The Department of Commerce recognizes the seriousness of the problem in China and has devoted significant resources, in both the United States and China, to help improve the IPR protection and enforcement situation to the benefit of U.S. stakeholders. Commerce and USTR jointly lead the JCCT IPR working group, which is a key mechanism to press China to improve its policies in this area. In addition, in 2004, the Department of Commerce’s U.S. Patent and Trademark Office (USPTO) established at the U.S. Embassy in Beijing a permanent IPR Attaché position to work closely with a China team at USPTO headquarters to better address the concerns of U.S. industry. In 2007, another IPR Attaché position was added in Guangzhou, and we will soon deploy a third to the country.

In addition, the Department has been an integral part of an interagency committee charged with the development and implementation of the Administration’s strategic plan to combat intellectual property infringement. The “2010 Joint Strategic Plan on Intellectual Property Enforcement,” which was publicly released yesterday, contains more than thirty recommendations to improve enforcement efforts here and overseas including, among others, one in which Commerce will be leading an effort to review U.S. Government support of U.S. businesses as they navigate intellectual property enforcement issues in overseas markets, including China.

Conclusion

The Obama Administration is committed to reorienting our economic relationship with China so that Americans can take full advantage of the opportunities provided by a growing China. This means avoiding a return to the past model, where China exported and saved and the United States borrowed and consumed. As the United States starts to save more, invest more and export more – and rely less on consumption financed by excess borrowing – China and other large economies that traditionally have run large trade surpluses will need to shift their growth models. Otherwise, the world won’t grow as fast as it can – and future risks will accumulate.

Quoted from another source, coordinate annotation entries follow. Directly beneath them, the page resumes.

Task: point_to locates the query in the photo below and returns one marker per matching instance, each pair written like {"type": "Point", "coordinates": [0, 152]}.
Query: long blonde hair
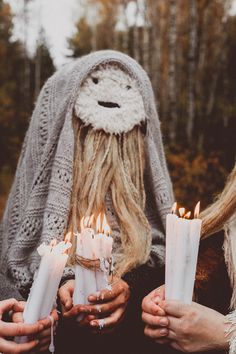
{"type": "Point", "coordinates": [215, 216]}
{"type": "Point", "coordinates": [107, 162]}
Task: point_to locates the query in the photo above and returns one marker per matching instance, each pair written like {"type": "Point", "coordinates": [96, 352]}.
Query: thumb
{"type": "Point", "coordinates": [65, 295]}
{"type": "Point", "coordinates": [7, 305]}
{"type": "Point", "coordinates": [174, 308]}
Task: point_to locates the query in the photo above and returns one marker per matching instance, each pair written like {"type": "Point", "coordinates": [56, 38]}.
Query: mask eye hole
{"type": "Point", "coordinates": [95, 80]}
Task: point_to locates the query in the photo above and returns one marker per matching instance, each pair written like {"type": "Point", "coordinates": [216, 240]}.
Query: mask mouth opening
{"type": "Point", "coordinates": [108, 104]}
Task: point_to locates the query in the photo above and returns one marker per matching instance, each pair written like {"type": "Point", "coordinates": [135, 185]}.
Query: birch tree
{"type": "Point", "coordinates": [172, 69]}
{"type": "Point", "coordinates": [193, 19]}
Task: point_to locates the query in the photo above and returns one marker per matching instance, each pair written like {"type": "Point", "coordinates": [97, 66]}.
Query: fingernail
{"type": "Point", "coordinates": [92, 298]}
{"type": "Point", "coordinates": [157, 299]}
{"type": "Point", "coordinates": [163, 322]}
{"type": "Point", "coordinates": [93, 323]}
{"type": "Point", "coordinates": [163, 332]}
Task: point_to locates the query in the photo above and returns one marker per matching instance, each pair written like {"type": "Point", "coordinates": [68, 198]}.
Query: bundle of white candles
{"type": "Point", "coordinates": [92, 246]}
{"type": "Point", "coordinates": [182, 244]}
{"type": "Point", "coordinates": [43, 292]}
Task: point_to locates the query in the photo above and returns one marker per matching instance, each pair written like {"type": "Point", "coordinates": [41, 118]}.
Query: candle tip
{"type": "Point", "coordinates": [181, 212]}
{"type": "Point", "coordinates": [174, 208]}
{"type": "Point", "coordinates": [197, 210]}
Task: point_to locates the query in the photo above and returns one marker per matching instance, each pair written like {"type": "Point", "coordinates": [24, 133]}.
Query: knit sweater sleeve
{"type": "Point", "coordinates": [8, 290]}
{"type": "Point", "coordinates": [230, 319]}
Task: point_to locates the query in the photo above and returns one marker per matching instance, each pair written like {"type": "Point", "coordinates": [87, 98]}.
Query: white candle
{"type": "Point", "coordinates": [44, 289]}
{"type": "Point", "coordinates": [46, 281]}
{"type": "Point", "coordinates": [194, 240]}
{"type": "Point", "coordinates": [181, 253]}
{"type": "Point", "coordinates": [79, 295]}
{"type": "Point", "coordinates": [170, 252]}
{"type": "Point", "coordinates": [89, 252]}
{"type": "Point", "coordinates": [182, 244]}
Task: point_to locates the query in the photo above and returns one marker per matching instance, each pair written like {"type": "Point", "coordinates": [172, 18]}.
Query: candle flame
{"type": "Point", "coordinates": [98, 223]}
{"type": "Point", "coordinates": [181, 212]}
{"type": "Point", "coordinates": [82, 224]}
{"type": "Point", "coordinates": [86, 221]}
{"type": "Point", "coordinates": [174, 208]}
{"type": "Point", "coordinates": [105, 227]}
{"type": "Point", "coordinates": [187, 215]}
{"type": "Point", "coordinates": [197, 210]}
{"type": "Point", "coordinates": [68, 237]}
{"type": "Point", "coordinates": [90, 222]}
{"type": "Point", "coordinates": [53, 243]}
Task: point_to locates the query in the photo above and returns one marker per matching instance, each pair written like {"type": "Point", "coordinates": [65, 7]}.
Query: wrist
{"type": "Point", "coordinates": [224, 339]}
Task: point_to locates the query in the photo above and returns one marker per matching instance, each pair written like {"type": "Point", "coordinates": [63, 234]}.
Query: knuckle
{"type": "Point", "coordinates": [185, 328]}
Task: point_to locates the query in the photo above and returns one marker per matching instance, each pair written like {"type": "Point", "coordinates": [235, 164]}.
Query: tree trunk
{"type": "Point", "coordinates": [172, 70]}
{"type": "Point", "coordinates": [193, 19]}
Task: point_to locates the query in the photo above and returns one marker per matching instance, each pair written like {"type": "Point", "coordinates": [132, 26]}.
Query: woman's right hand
{"type": "Point", "coordinates": [69, 311]}
{"type": "Point", "coordinates": [16, 329]}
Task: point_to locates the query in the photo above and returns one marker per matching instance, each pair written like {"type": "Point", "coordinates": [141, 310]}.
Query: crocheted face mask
{"type": "Point", "coordinates": [109, 99]}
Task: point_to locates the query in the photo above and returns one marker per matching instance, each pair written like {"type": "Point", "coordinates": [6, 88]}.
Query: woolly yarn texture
{"type": "Point", "coordinates": [39, 202]}
{"type": "Point", "coordinates": [110, 100]}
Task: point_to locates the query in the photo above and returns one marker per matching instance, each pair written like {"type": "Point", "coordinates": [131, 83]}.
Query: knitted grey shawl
{"type": "Point", "coordinates": [39, 201]}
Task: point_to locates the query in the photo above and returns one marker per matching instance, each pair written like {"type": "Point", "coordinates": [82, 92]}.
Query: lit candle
{"type": "Point", "coordinates": [182, 244]}
{"type": "Point", "coordinates": [194, 241]}
{"type": "Point", "coordinates": [170, 250]}
{"type": "Point", "coordinates": [47, 279]}
{"type": "Point", "coordinates": [46, 282]}
{"type": "Point", "coordinates": [92, 247]}
{"type": "Point", "coordinates": [104, 252]}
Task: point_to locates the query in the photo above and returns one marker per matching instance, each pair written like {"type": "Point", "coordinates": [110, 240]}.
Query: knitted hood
{"type": "Point", "coordinates": [39, 201]}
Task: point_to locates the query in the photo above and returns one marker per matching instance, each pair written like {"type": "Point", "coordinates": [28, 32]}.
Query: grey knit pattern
{"type": "Point", "coordinates": [38, 205]}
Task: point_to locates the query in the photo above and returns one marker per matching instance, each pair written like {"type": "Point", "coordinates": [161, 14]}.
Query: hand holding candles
{"type": "Point", "coordinates": [44, 289]}
{"type": "Point", "coordinates": [182, 243]}
{"type": "Point", "coordinates": [93, 255]}
{"type": "Point", "coordinates": [46, 281]}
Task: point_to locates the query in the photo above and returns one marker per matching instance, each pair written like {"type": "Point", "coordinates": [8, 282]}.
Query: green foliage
{"type": "Point", "coordinates": [195, 176]}
{"type": "Point", "coordinates": [17, 95]}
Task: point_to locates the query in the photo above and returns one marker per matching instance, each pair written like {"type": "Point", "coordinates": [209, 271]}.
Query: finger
{"type": "Point", "coordinates": [19, 329]}
{"type": "Point", "coordinates": [73, 312]}
{"type": "Point", "coordinates": [155, 333]}
{"type": "Point", "coordinates": [110, 321]}
{"type": "Point", "coordinates": [65, 294]}
{"type": "Point", "coordinates": [9, 347]}
{"type": "Point", "coordinates": [149, 306]}
{"type": "Point", "coordinates": [174, 324]}
{"type": "Point", "coordinates": [44, 333]}
{"type": "Point", "coordinates": [19, 306]}
{"type": "Point", "coordinates": [176, 346]}
{"type": "Point", "coordinates": [47, 322]}
{"type": "Point", "coordinates": [100, 309]}
{"type": "Point", "coordinates": [107, 295]}
{"type": "Point", "coordinates": [44, 341]}
{"type": "Point", "coordinates": [155, 320]}
{"type": "Point", "coordinates": [17, 317]}
{"type": "Point", "coordinates": [43, 349]}
{"type": "Point", "coordinates": [159, 294]}
{"type": "Point", "coordinates": [163, 341]}
{"type": "Point", "coordinates": [7, 305]}
{"type": "Point", "coordinates": [86, 320]}
{"type": "Point", "coordinates": [174, 308]}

I am confident that our strategy of working to steadily expand the opportunities China’s growth creates for the United States can continue to be calibrated to better address our key commercial concerns. When we have concerns with China’s approach to economic development, we need to say so. When cooperation and dialogue are not enough, we are committed to utilizing all the tools we have available in order to make the progress we need. President Obama has said of the U.S. partnership with China “one country’s success need not come at the expense of another. Our progress can be shared” and that our relationship must be able to recognize that “our two nations may not always agree on every issue.” We also must maintain cooperative programs that have long-term benefits and dialogues that present the opportunity to demonstrate the importance of an open, transparent, and fair trading system to both U.S. and Chinese companies.

Thank you, Chairman Baucus, Ranking Member Grassley, and Members of the Committee, for the opportunity to appear before you today. I look forward to answering your questions.